Mute in Twitter [1]

Prendo spunto da una funzionalità recente di Twitter per alcune considerazioni sulla formazione dei termini, che può essere primaria (si dà un nome a un nuovo concetto) o secondaria (il concetto viene trasferito in un’altra lingua, ad es. attraverso la localizzazione).

Risemantizzazione di mute

Mute in Twitter (interfaccia web)La nuova funzionalità di Twitter consente di rendere invisibile nella propria cronologia l’attività di qualcuno che si segue, ma senza che lo sappia (rimane tra le persone che si seguono e può continuare a comunicare attraverso i messaggi diretti). Questa opzione è stata chiamata Mute, una scelta che può apparire insolita, soprattutto in un contesto di inglese come seconda lingua (E2).

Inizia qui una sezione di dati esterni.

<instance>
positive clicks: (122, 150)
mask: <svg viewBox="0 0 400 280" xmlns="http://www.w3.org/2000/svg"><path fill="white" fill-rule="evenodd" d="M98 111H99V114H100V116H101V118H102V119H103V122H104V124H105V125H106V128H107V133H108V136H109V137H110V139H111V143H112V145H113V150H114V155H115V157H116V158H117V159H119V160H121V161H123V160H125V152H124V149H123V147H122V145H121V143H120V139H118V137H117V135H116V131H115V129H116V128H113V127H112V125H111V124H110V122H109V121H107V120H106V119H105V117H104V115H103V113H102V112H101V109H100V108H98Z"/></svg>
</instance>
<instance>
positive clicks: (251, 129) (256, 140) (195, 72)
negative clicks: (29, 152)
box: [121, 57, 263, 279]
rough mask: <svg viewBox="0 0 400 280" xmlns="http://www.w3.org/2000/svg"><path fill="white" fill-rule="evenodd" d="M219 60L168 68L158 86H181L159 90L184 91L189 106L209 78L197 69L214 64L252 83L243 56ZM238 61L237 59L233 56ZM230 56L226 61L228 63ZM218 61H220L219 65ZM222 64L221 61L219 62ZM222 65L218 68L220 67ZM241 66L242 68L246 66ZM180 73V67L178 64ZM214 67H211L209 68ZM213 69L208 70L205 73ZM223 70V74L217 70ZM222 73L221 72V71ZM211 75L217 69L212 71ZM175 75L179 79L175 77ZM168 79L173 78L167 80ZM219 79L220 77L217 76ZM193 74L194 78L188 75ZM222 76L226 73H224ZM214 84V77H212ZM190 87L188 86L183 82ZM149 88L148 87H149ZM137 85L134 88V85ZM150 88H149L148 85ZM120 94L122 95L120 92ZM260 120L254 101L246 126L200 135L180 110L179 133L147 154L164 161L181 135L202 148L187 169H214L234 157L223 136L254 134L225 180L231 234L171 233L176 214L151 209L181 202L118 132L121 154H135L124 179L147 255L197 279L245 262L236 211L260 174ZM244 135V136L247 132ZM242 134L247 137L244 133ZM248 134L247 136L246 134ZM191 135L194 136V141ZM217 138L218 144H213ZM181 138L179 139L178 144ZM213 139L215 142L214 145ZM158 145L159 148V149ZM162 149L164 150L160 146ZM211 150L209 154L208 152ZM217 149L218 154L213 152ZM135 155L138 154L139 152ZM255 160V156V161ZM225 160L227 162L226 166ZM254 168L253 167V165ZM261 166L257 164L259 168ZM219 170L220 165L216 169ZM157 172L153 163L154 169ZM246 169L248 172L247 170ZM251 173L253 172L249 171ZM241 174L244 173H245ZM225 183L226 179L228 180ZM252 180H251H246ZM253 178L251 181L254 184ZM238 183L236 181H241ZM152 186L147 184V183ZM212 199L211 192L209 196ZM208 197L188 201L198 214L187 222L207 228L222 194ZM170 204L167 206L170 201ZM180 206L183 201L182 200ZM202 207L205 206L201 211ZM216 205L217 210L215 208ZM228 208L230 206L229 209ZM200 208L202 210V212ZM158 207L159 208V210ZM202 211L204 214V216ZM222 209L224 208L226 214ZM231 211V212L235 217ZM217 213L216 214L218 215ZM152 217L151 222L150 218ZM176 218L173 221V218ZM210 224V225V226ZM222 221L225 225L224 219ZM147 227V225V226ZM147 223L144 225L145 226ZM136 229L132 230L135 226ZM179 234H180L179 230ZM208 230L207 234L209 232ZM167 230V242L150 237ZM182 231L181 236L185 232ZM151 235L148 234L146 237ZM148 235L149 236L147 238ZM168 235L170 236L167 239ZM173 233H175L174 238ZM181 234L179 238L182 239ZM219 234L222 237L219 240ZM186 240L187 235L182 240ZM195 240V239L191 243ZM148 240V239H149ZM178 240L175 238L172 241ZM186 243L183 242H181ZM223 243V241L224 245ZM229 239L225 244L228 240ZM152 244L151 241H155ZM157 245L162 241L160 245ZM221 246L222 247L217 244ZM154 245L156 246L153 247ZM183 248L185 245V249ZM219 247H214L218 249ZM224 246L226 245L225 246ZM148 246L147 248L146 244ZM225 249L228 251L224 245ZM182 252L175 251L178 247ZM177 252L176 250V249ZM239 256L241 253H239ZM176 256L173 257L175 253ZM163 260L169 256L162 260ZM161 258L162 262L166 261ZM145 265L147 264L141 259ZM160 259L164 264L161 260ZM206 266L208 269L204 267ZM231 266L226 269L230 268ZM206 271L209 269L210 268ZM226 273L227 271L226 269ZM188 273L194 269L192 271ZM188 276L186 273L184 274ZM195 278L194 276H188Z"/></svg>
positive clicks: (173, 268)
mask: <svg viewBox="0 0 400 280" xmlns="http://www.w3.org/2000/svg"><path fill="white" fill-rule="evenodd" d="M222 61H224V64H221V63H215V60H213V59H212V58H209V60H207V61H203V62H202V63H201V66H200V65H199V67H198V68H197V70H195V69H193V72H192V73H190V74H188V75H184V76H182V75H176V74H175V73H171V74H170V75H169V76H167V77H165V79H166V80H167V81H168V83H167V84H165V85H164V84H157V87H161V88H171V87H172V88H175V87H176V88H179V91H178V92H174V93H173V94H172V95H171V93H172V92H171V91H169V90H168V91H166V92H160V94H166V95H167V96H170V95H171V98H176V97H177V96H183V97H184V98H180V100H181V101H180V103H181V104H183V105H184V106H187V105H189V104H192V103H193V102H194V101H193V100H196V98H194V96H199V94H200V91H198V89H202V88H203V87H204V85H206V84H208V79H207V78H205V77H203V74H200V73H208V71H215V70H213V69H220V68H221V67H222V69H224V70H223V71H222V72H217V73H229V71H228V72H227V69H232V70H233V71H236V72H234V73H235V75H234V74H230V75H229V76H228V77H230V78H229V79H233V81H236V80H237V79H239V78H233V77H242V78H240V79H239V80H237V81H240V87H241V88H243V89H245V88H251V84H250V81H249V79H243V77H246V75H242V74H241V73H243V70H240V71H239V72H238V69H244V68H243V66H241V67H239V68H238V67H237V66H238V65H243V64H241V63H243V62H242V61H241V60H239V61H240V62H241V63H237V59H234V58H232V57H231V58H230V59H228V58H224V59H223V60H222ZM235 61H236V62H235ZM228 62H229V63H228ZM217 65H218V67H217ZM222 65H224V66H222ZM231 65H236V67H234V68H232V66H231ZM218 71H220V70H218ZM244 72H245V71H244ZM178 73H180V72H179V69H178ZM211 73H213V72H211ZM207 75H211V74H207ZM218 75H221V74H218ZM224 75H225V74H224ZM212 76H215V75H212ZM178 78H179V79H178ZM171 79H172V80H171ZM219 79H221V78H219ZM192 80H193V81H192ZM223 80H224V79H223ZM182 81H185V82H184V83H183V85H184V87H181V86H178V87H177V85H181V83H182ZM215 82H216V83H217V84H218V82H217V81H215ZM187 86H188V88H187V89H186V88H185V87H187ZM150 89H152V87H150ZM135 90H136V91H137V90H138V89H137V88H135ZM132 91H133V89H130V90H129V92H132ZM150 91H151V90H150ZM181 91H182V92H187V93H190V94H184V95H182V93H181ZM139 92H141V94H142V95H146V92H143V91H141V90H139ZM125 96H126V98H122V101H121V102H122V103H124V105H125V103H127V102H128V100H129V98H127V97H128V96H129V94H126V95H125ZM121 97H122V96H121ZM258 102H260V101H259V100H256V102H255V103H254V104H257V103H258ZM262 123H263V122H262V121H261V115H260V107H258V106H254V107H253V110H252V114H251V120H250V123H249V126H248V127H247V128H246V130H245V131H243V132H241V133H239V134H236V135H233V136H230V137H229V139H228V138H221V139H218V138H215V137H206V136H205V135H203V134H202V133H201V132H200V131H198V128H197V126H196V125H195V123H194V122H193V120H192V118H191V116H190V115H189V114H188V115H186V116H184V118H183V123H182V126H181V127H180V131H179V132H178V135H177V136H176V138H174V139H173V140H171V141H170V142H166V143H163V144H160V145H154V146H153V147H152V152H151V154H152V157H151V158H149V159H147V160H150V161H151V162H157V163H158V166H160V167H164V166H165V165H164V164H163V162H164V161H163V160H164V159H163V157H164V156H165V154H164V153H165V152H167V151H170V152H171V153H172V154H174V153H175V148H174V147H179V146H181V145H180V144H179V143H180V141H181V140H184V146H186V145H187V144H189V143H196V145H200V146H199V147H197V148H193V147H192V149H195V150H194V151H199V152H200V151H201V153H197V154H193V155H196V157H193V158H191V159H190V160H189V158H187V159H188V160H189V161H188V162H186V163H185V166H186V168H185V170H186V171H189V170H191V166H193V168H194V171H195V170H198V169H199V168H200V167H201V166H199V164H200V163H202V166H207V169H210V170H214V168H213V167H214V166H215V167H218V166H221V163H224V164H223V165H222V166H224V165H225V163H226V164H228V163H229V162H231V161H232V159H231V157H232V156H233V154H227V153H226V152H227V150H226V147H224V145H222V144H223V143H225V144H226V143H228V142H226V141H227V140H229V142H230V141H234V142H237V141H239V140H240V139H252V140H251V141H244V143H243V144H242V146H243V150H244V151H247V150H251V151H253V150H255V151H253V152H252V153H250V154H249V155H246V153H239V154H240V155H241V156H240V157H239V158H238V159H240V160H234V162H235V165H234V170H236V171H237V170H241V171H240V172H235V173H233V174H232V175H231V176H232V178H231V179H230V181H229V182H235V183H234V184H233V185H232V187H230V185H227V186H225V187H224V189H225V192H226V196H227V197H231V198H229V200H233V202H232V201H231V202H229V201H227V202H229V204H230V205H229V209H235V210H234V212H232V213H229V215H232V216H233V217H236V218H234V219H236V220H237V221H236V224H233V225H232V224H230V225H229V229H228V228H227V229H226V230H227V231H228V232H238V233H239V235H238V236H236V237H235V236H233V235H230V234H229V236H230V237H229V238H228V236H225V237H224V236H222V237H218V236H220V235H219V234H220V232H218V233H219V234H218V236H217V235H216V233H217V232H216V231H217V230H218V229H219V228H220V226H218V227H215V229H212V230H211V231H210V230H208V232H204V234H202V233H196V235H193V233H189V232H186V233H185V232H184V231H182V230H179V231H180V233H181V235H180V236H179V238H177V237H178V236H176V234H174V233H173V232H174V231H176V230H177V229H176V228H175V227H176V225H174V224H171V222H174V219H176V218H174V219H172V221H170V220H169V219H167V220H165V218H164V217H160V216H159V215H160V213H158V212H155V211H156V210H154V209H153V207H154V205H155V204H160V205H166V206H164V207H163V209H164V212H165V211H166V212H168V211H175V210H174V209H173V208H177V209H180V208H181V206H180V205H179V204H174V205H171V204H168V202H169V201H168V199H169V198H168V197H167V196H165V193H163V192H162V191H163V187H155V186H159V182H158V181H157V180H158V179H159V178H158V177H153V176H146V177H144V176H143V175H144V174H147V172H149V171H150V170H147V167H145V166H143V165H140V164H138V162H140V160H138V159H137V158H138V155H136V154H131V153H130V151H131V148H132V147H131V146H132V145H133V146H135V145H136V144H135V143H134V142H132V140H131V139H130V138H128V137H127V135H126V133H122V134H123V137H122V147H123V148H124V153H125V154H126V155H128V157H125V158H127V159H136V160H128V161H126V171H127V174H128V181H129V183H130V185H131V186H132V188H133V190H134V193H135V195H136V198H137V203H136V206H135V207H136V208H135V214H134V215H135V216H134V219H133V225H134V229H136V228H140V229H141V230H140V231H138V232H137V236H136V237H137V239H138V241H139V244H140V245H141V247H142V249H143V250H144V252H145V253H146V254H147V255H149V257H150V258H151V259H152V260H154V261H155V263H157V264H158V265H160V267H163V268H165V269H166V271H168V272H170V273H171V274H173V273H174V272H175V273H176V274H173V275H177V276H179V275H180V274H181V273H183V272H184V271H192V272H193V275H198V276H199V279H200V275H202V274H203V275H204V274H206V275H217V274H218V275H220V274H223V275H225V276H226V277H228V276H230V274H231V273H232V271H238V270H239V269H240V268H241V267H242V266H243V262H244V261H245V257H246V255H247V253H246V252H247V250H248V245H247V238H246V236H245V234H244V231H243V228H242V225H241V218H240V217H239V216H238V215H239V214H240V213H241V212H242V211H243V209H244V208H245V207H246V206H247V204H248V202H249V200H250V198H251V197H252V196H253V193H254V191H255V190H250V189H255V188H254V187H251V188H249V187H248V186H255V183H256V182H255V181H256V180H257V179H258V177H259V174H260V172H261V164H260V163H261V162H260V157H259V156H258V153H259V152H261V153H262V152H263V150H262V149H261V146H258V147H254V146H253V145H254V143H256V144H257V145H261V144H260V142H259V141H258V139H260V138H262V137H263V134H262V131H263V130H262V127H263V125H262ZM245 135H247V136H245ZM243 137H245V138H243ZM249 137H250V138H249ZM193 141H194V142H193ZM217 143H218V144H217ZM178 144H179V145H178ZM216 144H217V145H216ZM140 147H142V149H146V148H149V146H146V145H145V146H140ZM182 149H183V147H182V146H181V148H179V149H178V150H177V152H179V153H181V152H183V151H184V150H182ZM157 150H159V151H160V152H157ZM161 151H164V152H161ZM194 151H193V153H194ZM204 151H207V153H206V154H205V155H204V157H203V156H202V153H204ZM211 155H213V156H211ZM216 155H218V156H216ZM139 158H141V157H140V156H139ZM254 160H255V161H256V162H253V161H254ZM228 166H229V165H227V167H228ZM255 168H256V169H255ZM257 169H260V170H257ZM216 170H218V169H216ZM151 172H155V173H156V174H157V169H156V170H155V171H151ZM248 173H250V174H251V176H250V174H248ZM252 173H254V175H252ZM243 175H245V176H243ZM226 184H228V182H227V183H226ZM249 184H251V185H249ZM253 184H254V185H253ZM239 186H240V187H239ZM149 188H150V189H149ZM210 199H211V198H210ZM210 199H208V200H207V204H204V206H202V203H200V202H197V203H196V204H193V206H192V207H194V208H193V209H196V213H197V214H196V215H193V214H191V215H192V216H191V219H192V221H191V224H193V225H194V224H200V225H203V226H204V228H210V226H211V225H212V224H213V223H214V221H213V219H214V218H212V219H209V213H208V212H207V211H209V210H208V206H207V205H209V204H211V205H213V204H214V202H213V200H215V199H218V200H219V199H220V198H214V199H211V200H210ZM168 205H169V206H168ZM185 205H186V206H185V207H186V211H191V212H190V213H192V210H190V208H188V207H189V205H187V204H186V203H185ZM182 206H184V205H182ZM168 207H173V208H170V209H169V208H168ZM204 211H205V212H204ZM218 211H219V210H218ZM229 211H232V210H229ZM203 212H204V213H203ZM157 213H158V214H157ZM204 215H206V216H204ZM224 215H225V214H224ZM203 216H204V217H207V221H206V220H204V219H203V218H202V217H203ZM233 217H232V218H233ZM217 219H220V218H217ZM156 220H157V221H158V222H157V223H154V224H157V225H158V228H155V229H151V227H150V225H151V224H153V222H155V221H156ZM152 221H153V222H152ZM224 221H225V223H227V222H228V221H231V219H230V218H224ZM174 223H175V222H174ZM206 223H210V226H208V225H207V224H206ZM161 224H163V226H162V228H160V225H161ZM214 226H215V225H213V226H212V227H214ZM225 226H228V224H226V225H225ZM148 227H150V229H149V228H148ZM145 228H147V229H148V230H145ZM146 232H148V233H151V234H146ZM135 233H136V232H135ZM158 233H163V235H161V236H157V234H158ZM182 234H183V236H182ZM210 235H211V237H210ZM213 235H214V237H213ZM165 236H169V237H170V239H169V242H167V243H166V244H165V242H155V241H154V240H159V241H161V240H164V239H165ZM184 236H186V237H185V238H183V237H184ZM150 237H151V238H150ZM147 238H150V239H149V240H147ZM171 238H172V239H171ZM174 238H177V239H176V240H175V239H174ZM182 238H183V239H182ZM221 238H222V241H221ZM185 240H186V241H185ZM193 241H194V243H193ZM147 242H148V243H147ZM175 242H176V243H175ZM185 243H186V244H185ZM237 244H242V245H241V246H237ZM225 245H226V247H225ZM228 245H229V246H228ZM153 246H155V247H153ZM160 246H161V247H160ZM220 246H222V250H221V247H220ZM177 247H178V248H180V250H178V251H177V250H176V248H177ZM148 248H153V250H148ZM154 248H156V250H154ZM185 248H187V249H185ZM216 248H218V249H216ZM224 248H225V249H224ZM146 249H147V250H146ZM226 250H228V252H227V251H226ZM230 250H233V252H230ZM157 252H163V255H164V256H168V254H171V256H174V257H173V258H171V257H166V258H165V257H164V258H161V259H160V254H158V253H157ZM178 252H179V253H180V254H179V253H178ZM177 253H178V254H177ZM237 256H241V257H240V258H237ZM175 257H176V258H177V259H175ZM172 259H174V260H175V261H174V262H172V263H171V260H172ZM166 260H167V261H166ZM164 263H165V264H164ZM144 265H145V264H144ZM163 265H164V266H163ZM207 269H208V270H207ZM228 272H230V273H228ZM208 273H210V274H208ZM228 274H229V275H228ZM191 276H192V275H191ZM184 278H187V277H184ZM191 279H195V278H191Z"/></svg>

Per denominare il nuovo concetto è stato attribuito un nuovo significato a un termine esistente attraverso la risemantizzazione del verbo mute nel suo significato più frequente di disattivare l’audio, probabilmente l’unico noto in E2. È un uso chiaramente metaforico: in Twitter la comunicazione non è orale ma avviene esclusivamente in forma scritta (visiva).

mute icon in TwitterL’icona scelta per identificare un utente “muted” è il noto simbolo di audio disattivato, congruente quindi con il significato che ha il termine mute nella maggior parte delle interfacce, ma non coerente con il concetto che invece rappresenta in Twitter, e quindi potenziale fonte di ambiguità (cfr. Oggetti, concetti e segni nelle interfacce).

Formazione primaria

Nella terminologia informatica, il riutilizzo di risorse lessicali esistenti attraverso analogie e metafore è uno dei metodi di formazione primaria più comuni. Ha il vantaggio di usare parole già note e quindi facili da ricordare (economia linguistica), ma può dar luogo a indeterminatezza e ambiguità che entrano in conflitto con il principio della monosemia perseguito dalla terminologia tradizionale.

Ci si potrebbe comunque domandare se Mute in Twitter sia un concetto effettivamente nuovo o se invece condivide molte caratteristiche con concetti già familiari, come pare suggerire la sua definizione: “Mute is a feature that allows you to hide a user’s Tweets from your timeline. When you mute a user on Twitter, their content will no longer be visible to you, and you will no longer receive push or SMS notifications from that user”.

Nuovi termini e adozione di termini esistenti

Se un concetto è già esistente, si possono seguire due strategie di denominazione:
1 – adottare terminologia già nota, con cui l’utente dovrebbe avere familiarità perché usata in altri prodotti, come ad es. i termini Hide e Ignore e l’opzione I don’t want to see this in Facebook;
2 – creare la propria terminologia per rendere la nuova funzionalità più distintiva, valutando però il possibile impatto sulla curva di apprendimento dell’utente.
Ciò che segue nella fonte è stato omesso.